第三十九話 ランの胸騒ぎ
その日、シュウは金蛇警備の社長室にいた。師匠のランに結果を報告しに来たのだ。
「しゅうちん、お疲れ様! 良かったねー、カリスちゃんを守れて」
からからと笑うランは、シュウと同じ金髪、金色の目をしている。ギャルのような外見で威厳は無いが、ランは【雷火】と呼ばれるストレンジャーであり、異人街の勢力図にその名を連ねている。
「金蚊をオープンして一年以上経ったか。順調そうで何よりだねぇ。しゅうちん。で、カリスちゃんは今何してるの?」
「龍尾と龍王の抗争を懸念して護衛を延長していたけど、明日で終わりだよ」
ランはアイスコーヒーを飲みながら頷いている。そして含みのある笑顔を浮かべながら言った。

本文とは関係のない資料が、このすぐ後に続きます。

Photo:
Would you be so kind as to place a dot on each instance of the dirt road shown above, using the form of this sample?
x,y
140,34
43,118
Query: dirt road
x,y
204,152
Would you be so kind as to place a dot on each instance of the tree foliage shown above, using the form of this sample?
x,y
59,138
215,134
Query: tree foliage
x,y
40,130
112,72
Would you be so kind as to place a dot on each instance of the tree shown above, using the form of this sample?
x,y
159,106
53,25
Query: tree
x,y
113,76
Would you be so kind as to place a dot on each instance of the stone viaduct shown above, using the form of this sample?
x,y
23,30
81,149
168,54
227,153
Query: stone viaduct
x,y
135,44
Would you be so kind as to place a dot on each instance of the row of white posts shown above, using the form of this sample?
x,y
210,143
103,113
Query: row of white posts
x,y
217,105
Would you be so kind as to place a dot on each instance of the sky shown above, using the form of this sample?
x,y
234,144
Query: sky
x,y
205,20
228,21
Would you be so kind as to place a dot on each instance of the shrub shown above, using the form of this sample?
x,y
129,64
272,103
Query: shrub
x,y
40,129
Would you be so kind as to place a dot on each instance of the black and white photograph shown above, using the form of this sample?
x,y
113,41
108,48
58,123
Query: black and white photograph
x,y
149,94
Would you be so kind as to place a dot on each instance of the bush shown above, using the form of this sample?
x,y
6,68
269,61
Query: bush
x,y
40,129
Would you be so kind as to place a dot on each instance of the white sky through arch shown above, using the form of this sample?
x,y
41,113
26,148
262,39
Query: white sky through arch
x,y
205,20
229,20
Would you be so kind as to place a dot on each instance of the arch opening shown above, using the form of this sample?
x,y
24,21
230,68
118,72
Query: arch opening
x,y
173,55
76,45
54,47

「どう? 少年。彼女と良いことあった? お姉さんが相談に乗るよ」
シュウは思わずアイスコーヒーを吐き出しそうになった。咳き込みながら答える。
「ないない! ないっす! 異人の歌姫と便利屋の俺が釣り合うわけないっす! 所得が違うよ。しょ・と・くが!」
慌てるシュウを見てランは呆れながら言った。
「はぁ? 養ってもらえば良いじゃん! あっちの方が年上なんだから。多分、あんたのことを危ない場面で救ってくれた王子様のように思っているわよ、彼女」
「いや、彼女は皆に優しいから。リンやチェンにも同じように接してるし。俺だけ盛り上がって自爆するのは避けたいぜ」
ランはアイスコーヒーをズズゥと飲み干した。そして溜息をついてこう言った。
「そうかねぇ。あんたにしか見せていない顔があると思うんだけどなぁ、お姉さんは」
ランの発言を聞いてシャーロットの傷跡やパニック発作を思い出した。シュウは黙ってアイスコーヒーを飲んでいる。その様子をランは母親のような思いで見ていた。

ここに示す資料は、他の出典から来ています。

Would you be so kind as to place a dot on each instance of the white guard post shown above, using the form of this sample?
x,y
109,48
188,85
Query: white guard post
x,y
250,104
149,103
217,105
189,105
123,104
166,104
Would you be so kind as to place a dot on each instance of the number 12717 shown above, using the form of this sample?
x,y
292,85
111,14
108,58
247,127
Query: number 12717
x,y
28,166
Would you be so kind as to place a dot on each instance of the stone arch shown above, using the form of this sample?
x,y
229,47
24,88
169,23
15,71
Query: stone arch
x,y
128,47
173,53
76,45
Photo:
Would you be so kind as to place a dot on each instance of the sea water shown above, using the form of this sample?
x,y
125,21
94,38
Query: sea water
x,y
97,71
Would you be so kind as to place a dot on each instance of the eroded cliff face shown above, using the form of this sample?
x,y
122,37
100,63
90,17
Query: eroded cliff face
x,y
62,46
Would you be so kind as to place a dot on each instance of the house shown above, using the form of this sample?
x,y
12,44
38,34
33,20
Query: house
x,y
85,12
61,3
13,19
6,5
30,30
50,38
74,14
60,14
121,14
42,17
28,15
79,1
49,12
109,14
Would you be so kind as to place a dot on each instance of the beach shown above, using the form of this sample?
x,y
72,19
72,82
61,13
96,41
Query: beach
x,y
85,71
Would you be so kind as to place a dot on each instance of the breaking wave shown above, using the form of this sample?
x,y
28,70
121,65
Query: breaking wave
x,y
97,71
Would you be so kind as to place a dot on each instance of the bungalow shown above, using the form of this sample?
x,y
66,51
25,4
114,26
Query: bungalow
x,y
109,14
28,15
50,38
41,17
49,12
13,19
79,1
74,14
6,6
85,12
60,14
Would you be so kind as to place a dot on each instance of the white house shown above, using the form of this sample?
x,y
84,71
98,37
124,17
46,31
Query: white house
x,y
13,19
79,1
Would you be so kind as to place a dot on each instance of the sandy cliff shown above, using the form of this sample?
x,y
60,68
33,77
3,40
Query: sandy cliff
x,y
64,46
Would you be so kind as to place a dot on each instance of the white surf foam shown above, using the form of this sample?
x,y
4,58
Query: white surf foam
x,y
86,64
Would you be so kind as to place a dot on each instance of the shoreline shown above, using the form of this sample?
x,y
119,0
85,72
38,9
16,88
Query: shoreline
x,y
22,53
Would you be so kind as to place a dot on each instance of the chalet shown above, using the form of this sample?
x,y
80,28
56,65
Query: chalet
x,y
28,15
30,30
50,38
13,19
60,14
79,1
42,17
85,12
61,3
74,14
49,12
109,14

「まあ、好きにしなさい。でもね、後悔だけはするんじゃないよ。しゅうちん。あ、りんりんにも気を遣いなさいね」
「……分かったよ。んじゃまた」
シュウはアイスコーヒーを飲み終えると席を立った。そして一礼するとドアへ向かう。ランはシュウの背中に声を掛けた。
「そうだそうだ、全然関係ない話なんだけどね」
シュウはランの言葉に振り返った。ランは足を組み直すとこう続けた。
「しゅうちんさ、親のことって……どう思ってる? やっぱり恨んでる?」
想定外の質問にシュウは一瞬思考が停止した。数秒間考え、こう答えた。
「いや、覚えてないよ。別に恨んでもないし。まあ、育児放棄した方々としか」
シュウは淡々と答える。感情的にならず冷静であった。それが本心でもある。
「そっか」
「俺の親は師匠と施設長、それと大家さんっすね。リンもそう思ってるんじゃないかな?」
「ばっか! せめてお姉さんって言いなよ! まだ三十代よ、私は」
「あはは」
シュウは笑いながらドアノブに手を掛けた。ランはもう一声掛ける。
「しゅうちんさ。……何か胸騒ぎがするのよね。こう……上手く言えないけど、気を付けなさい。これはお姉さんの勘よ」
シュウは軽く手を振ると社長室を出た。ランはシュウのことになると過保護になる。またいつもの老婆心だとシュウは思ったのであった。